Uber is determined to conquer the desirable Chinese market, but app-based taxi competitors and strict regulations are getting in the San Francisco-based company's way.
The American ride-sharing service has signed an undisclosed deal with the Chinese web services company Baidu, which now has a stake in Uber, Reuters reported.
Uber's China operations are anemic so far, with the service established in only eight cities. For comparison, domestic taxi-booking service Kuaidi is in more than 350 cities, and fellow Chinese car-hailing app Didi Dache recently raked in $700 million for future expansion.

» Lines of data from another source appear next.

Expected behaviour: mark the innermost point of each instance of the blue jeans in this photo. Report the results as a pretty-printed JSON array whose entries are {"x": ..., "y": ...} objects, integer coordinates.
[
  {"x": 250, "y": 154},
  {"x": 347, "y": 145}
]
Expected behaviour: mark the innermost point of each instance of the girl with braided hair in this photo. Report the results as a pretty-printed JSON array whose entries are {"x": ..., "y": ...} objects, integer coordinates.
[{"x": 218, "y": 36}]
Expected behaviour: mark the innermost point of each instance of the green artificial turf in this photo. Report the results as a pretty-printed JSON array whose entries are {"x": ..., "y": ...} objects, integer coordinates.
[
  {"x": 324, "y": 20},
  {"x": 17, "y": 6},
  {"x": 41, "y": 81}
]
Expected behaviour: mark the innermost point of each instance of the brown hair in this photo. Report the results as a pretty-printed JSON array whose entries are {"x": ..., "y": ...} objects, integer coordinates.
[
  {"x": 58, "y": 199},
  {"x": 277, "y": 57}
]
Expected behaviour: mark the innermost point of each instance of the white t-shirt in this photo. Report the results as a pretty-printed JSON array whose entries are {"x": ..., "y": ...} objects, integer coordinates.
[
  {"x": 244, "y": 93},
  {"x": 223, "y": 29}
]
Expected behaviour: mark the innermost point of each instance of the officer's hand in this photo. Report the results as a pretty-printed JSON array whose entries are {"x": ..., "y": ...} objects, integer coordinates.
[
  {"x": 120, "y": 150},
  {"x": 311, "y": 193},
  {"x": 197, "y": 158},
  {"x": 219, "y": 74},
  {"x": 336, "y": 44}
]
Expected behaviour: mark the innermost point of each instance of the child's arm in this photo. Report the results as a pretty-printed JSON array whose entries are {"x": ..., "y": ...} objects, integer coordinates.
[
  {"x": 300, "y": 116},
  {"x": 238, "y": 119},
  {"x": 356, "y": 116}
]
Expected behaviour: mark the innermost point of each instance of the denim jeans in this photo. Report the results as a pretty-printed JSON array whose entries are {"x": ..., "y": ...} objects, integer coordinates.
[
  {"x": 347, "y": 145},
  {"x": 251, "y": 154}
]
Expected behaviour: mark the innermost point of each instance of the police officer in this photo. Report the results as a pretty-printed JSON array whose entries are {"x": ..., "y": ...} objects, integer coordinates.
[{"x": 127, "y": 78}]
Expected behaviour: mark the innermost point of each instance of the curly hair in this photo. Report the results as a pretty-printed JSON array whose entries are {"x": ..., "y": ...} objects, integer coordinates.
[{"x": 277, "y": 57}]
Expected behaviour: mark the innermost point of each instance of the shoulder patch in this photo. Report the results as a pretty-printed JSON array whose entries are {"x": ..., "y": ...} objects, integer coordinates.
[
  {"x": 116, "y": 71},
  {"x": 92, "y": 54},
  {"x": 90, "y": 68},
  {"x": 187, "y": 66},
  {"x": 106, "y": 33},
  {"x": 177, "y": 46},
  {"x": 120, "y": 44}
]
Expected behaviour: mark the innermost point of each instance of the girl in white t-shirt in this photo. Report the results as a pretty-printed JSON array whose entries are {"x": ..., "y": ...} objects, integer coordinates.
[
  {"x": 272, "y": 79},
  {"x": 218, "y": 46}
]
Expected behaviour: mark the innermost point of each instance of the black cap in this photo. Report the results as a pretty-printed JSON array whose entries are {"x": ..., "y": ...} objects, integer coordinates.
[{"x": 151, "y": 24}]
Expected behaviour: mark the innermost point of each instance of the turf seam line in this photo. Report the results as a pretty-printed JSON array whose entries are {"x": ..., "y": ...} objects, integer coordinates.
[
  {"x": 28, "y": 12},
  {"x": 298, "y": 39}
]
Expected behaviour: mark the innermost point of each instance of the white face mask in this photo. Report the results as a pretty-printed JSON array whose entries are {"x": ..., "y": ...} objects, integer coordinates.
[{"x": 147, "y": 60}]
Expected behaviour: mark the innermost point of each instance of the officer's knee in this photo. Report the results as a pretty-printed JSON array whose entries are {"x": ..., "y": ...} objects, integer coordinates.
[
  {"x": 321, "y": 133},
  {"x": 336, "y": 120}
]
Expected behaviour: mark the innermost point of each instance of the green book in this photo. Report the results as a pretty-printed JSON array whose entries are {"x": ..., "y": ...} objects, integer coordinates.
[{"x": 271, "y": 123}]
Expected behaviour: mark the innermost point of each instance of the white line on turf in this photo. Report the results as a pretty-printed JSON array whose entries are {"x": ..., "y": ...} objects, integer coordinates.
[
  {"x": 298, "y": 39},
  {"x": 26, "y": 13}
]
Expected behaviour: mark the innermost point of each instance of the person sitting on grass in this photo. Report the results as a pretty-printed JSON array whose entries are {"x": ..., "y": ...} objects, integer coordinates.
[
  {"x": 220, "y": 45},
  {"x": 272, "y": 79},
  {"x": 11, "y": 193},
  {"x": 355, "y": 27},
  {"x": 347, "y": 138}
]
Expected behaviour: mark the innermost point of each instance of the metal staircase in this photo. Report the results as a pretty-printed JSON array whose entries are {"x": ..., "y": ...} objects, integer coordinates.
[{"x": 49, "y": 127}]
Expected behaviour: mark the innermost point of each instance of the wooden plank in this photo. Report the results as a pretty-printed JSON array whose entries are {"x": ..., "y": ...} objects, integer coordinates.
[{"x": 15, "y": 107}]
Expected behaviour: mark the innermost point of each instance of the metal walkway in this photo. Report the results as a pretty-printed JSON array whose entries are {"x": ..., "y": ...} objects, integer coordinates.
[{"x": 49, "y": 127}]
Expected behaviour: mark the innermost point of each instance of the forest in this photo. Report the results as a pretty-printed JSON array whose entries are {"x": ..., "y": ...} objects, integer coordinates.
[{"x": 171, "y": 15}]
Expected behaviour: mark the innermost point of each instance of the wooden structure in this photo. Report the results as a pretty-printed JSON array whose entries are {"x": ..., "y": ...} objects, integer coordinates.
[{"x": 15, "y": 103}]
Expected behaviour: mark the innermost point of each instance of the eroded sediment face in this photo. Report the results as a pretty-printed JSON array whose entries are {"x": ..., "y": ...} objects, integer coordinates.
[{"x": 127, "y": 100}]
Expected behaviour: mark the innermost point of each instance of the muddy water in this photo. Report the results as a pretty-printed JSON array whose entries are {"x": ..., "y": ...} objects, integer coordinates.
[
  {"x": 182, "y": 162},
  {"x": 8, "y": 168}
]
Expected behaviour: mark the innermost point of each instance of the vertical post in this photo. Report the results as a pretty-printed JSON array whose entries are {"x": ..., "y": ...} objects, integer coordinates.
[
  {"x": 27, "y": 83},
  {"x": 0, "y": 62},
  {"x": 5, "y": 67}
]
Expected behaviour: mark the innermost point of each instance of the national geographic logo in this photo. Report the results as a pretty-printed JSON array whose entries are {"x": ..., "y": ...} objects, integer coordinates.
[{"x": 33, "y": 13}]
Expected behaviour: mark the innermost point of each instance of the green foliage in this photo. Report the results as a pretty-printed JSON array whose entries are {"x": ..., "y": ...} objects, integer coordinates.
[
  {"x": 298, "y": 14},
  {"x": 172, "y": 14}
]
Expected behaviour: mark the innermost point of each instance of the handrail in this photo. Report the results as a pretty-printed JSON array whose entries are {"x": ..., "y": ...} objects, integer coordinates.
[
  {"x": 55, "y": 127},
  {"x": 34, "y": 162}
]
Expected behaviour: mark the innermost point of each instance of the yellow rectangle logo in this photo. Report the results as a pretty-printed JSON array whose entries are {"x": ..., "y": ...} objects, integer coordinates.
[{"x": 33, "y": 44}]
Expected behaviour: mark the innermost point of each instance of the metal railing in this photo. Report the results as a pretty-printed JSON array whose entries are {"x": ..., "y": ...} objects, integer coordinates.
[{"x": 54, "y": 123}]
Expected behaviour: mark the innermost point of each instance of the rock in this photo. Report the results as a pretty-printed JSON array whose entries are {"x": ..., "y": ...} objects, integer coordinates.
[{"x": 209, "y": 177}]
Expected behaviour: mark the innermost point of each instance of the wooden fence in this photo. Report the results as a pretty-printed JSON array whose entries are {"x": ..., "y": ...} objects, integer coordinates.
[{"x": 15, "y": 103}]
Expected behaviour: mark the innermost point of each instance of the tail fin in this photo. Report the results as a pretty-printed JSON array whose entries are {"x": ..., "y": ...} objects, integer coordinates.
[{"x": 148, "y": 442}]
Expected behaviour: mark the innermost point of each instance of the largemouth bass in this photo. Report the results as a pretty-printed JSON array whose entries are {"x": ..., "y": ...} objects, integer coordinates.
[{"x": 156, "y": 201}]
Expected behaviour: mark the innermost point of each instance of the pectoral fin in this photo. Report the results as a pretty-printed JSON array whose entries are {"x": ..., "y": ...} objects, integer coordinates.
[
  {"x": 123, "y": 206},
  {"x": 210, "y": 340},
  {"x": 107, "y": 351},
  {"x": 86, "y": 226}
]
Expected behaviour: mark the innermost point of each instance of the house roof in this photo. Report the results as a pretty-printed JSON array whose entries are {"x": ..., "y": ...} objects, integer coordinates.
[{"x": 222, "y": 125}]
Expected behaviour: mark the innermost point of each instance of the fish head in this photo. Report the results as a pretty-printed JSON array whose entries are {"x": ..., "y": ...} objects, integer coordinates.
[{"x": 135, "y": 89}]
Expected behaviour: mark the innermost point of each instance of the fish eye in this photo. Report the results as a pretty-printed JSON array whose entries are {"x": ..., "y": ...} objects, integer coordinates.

Both of the China-based services have established relationships with national regulators, giving them an advantage. Chinese consumers may also be maxed out when it comes to app-based ride services since many of them already use Kuaidi, Didi or other options.
By 2015, taxi app users in China are expected to triple compared with last year's numbers, with Kuaidi and Didi holding 90 percent of the market.
While it has expanded worldwide to more than 50 cities, Uber has faced problems in many markets, encountering everything from taxi driver protests to outright government bans.
In an action that kicks in Jan. 1, the French government has banned Uber's lower-priced service UberPop for not meeting a licensing requirement that says all drivers who transport paying passengers must have a license and appropriate insurance.
Uber is up against serious problems in other markets as well, with New Delhi, India, banning the service earlier this month after a 27-year-old woman alleged that an Uber driver raped her.